Cloud Native Rejekts EU (Valencia) 2022

Shauli Rozen

Shauli is an engineer turned executive, enjoying the Linux command-line while also building start-up ventures. Shauli is the CEO and Co-Founder of ARMO, the company behind the popular open-source K8s security project Kubescape. Shauli is passionate about building tools and products for the development and DevOps community and a frequent speaker in DevOps, SecOps and Cloud Native conferences.

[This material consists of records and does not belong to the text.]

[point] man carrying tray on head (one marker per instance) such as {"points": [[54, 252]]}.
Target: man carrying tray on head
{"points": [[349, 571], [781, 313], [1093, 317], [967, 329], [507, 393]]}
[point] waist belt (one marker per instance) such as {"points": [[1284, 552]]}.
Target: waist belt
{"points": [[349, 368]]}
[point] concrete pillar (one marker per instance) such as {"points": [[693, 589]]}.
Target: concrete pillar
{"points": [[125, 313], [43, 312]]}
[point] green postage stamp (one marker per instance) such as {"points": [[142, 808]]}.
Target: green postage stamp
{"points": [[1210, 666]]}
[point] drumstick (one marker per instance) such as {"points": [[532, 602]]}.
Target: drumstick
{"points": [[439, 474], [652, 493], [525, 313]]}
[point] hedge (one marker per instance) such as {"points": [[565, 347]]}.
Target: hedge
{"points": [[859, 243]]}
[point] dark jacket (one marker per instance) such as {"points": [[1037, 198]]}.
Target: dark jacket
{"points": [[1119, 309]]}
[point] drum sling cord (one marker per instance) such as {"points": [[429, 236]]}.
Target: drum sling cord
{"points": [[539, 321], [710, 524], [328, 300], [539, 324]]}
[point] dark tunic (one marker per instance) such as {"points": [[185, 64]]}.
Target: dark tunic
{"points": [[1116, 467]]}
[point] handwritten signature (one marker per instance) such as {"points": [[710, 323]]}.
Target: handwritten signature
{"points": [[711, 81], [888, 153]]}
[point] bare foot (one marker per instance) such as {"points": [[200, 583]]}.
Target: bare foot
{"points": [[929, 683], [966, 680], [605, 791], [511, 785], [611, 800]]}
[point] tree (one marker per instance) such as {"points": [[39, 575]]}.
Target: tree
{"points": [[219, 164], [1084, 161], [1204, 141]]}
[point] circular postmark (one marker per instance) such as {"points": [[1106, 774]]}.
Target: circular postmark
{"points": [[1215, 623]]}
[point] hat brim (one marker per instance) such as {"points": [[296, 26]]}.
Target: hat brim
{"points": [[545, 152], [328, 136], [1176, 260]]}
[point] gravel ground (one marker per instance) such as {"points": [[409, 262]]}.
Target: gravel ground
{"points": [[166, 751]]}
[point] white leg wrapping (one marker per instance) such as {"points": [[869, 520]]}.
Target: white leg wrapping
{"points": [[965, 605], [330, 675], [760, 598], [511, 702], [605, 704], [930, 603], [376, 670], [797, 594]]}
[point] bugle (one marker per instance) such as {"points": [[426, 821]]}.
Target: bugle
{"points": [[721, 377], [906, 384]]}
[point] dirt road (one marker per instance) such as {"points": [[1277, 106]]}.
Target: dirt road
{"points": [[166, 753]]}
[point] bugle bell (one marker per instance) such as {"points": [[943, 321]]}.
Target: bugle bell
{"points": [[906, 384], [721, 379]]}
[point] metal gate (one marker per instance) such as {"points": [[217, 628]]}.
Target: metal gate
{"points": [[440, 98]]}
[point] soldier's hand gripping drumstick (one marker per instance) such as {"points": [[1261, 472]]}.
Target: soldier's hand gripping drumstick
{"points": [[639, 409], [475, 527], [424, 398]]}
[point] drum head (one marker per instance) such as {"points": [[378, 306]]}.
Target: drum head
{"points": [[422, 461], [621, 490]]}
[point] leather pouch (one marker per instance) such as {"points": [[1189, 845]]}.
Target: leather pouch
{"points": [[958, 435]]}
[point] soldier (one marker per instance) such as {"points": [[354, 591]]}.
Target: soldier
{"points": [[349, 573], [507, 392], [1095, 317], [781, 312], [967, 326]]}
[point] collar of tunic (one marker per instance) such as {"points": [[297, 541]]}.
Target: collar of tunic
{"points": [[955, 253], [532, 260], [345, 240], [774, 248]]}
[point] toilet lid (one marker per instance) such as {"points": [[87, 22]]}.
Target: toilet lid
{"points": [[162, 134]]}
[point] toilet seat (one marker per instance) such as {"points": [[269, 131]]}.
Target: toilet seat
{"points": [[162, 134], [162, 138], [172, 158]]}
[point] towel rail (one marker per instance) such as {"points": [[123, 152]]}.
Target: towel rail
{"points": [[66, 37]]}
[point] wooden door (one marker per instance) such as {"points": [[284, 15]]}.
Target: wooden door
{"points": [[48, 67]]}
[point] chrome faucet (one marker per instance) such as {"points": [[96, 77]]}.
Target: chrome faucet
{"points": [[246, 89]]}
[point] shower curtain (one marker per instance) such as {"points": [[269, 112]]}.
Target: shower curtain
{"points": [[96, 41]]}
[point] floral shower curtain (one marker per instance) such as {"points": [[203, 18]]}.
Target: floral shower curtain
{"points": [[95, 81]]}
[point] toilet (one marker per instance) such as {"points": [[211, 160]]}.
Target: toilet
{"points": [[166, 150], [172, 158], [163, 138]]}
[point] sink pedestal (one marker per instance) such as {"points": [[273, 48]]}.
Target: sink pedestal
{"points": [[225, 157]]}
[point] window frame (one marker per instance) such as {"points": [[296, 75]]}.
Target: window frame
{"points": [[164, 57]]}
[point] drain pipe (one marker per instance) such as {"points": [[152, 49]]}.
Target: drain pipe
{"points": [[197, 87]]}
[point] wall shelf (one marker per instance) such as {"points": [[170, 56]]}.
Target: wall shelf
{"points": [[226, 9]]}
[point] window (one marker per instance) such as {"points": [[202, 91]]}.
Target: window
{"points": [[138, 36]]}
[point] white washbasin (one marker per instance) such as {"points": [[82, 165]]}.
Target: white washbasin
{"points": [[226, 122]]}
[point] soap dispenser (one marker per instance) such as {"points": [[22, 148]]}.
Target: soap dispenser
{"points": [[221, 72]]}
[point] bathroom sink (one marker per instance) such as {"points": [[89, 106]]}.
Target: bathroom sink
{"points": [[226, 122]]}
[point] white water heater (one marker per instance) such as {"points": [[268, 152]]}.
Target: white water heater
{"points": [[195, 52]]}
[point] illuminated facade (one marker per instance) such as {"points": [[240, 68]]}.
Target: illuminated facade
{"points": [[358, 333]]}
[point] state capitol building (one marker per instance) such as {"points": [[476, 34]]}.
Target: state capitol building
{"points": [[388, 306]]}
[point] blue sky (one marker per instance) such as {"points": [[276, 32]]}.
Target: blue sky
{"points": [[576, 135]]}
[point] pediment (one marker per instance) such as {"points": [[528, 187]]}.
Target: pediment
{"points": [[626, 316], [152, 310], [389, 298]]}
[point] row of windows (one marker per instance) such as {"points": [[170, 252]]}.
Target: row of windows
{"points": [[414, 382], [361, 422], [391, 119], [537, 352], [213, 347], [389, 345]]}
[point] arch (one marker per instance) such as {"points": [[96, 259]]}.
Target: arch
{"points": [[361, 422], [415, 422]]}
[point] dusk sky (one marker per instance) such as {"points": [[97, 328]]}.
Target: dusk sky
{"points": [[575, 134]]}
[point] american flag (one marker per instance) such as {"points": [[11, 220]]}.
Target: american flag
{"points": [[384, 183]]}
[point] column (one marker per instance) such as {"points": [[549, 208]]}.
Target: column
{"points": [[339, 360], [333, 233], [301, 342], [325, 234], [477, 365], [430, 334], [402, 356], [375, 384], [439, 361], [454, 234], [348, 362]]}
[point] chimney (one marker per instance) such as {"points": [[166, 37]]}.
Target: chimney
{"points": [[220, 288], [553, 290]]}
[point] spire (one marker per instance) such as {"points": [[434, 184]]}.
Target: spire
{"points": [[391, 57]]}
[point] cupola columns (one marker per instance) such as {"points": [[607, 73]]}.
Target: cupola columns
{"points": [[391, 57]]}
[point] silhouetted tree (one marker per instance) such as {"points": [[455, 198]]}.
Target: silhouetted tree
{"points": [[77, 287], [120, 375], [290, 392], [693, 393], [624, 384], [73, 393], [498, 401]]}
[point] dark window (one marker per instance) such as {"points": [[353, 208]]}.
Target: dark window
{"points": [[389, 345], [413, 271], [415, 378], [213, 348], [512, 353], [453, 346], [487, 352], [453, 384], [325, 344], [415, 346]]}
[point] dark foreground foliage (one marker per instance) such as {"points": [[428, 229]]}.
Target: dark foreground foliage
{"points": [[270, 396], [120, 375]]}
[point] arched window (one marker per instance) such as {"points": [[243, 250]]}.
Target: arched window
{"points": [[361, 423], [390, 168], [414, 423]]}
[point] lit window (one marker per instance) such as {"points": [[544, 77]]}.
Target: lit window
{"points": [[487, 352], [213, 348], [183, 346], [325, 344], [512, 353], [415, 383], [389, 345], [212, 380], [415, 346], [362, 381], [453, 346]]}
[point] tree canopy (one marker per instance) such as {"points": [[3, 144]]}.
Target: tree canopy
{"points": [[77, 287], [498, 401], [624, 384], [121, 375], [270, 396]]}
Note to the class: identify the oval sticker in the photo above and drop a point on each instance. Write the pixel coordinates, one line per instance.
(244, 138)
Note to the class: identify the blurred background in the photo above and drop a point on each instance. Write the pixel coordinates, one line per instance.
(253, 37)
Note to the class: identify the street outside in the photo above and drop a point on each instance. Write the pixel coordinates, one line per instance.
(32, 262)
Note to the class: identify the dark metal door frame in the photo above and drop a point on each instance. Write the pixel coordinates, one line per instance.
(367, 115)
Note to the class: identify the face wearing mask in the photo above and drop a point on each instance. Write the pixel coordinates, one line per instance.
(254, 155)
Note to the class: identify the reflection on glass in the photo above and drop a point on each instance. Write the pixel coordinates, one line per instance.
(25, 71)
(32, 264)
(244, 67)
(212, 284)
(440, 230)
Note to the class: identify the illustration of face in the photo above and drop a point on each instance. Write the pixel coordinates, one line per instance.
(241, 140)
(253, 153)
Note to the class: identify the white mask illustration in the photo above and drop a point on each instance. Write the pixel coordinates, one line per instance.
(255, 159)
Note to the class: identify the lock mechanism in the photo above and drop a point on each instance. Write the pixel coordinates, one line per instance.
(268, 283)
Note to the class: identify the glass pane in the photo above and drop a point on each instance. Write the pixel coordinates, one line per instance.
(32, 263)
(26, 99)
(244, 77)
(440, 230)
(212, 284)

The speaker's profile picture


What have we learned from scanning over 10K unique clusters with Kubescape?
Shauli Rozen

Kubescape is a K8s open-source tool providing a multi-cloud K8s single pane of glass, including risk analysis, security compliance, RBAC visualizer, and image vulnerabilities scanning. Kubescape scans K8s clusters, YAML files, and HELM charts, detecting misconfigurations according to multiple frameworks (such as the NSA-CISA, MITRE ATT&CKĀ®), software vulnerabilities, and RBAC (role-based-access-control) violations at early stages of the CI/CD pipeline, calculates risk score instantly and shows risk trends over time. In the last 6 months, we have scanned over 10K unique clusters and learned a great deal about the state of Kubernetes risk, compliance, and vulnerability. In this session, Shauli Rozen, ARMO CEO & Co-Founder, will share interesting insight on why and where Kubernetes deployments are failing, weak spots, and how to get better. He will reveal interesting statistics on K8s cluster risk score and trends, which controls usually fail, and what kind of vulnerabilities everyone has in their clusters.